Diferente da Câmara, em que se avalia a capacidade de somar votos, no Senado a unidade é um valor em si. Os deputados são eleitos pelo voto proporcional, estados mais populosos formam as maiores bancadas. No Senado, cada unidade da federação elege os mesmos três senadores, a representação de Roraima é igual a de São Paulo, uns com apoio de milhões outros de alguns milhares.
Por esse critério federativo, por serem ampla maioria na distribuição geográfica, representantes do Norte e do Nordeste há décadas presidem o Senado. Desde o começo da década de 90 todos os presidentes do Senado chegaram ao parlamento pelas mãos dos eleitores do Norte e do Nordeste. Inclusive os que assumiram pelas renúncias de Antônio Carlos Magalhães, Jader Barbalho e Renan Calheiros, envolvidos em escândalos, com a única exceção de Rames Tebet (MS) — pai da senadora Simone Tebet, candidata hoje à presidência do Senado.
Essa longa tradição — aliada a outra de que cabe a maior bancada partidária a indicação do presidente da Casa — virou pano de fundo para a estratégia da turma que há décadas dá as cartas no Senado tentar continuar no poder. Mesmo tendo sofrido fortes baixas nas urnas- foram derrotados Romero Jucá, Edson Lobão, Eunício Oliveira, Valdir Raupp, entre outros –, os que sobreviveram, como Renan Calheiros e Jader Barbalho, com o aval de José Sarney, tentam se manter à tona.
Faz tempo que Sarney e Jader só atuam nos bastidores. Renan é o cara da ribalta. Antes mesmo do desfecho eleitoral no segundo turno, sua turma plantou a primeira semente, com uma suposta contabilidade de que ele já tinha o apoio de metade dos senadores para voltar ao comando do Senado. As urnas acabavam de dar um cavalo de pau na composição do Senado e seu MDB encolhido. Mesmo sendo uma história de carochinha, foi comprada pelo valor de face por parte da mídia que cobre política.

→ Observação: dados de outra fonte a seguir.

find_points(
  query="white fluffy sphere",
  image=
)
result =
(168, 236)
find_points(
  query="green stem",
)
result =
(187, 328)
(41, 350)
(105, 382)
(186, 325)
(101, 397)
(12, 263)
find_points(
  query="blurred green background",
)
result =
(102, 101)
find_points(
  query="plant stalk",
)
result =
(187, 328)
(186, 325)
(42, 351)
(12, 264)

As plantações de Renan continuam rendendo abobrinhas. A mais nova é de que ele tem apoio dentro e fora do Senado, mas, magnânimo, admite abrir mão para um outro candidato de centro. Quando foi candidato a vera, Renan, com as lições recebidas de Sarney, escondia as cartas para conseguir ser ungido na hora da decisão.

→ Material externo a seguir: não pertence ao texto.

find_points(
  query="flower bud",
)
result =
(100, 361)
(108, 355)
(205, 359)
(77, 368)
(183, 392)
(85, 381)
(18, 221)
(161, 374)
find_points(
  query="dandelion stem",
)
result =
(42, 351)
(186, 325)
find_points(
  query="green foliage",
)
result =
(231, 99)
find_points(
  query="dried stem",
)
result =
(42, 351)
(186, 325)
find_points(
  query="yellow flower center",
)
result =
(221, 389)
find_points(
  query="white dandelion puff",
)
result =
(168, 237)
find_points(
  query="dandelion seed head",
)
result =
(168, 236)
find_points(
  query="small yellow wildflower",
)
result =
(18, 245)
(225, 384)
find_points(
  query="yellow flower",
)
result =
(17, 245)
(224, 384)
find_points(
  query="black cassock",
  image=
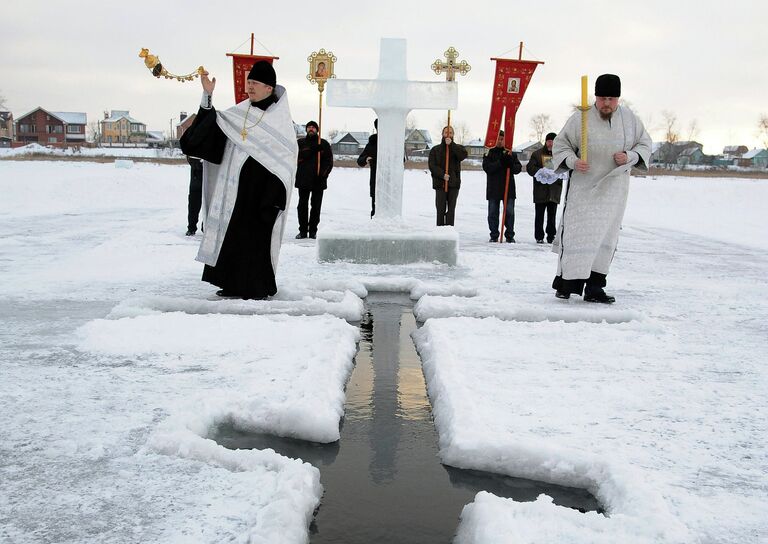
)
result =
(244, 266)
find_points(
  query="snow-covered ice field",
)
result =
(117, 364)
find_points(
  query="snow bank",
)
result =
(271, 381)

Quem acompanha de perto o que está rolando nos bastidores do Senado, entre os remanescentes e os que estão chegando, já descarta Renan do baralho. A carta escolhida por seu time é o senador reeleito Eduardo Braga (AM). É com ela que esperam vencer a disputa interna no MDB. Está difícil de emplacar inclusive na própria bancada do MDB.
O que dava gás ao grupo de Renan era o mesmo combustível que agora pode derrotá-lo. O carro-chefe deles era a pregação da defesa das prerrogativas parlamentares diante de supostos abusos judiciais, a necessidade de enquadrar o Ministério Público e a Polícia Federal, e conter a Lava Jato. Como sempre, o alvo deles era o juiz Sérgio Moro.
O primeiro tropeço foi nas urnas. A estridente tropa de choque contra as investigações sobre corrupção de políticos — Romero Jucá, Lindbergh Farias, Vanessa Grazziotin, Roberto Requião, João Alberto, Edson Lobão, Gleisi Hoffmann — foi dizimada pelas urnas. Com mais quatro anos de mandato, o intrépido Fernando Collor simplesmente fugiu da avaliação dos eleitores alagoanos.
A agenda para enquadrar Ministério Público e Polícia Federal, portanto, foi amplamente rejeitada pelos eleitores. O pior, no entanto, para essa turma, que se preparava para um revide contra a Lava Jato, veio depois das eleições.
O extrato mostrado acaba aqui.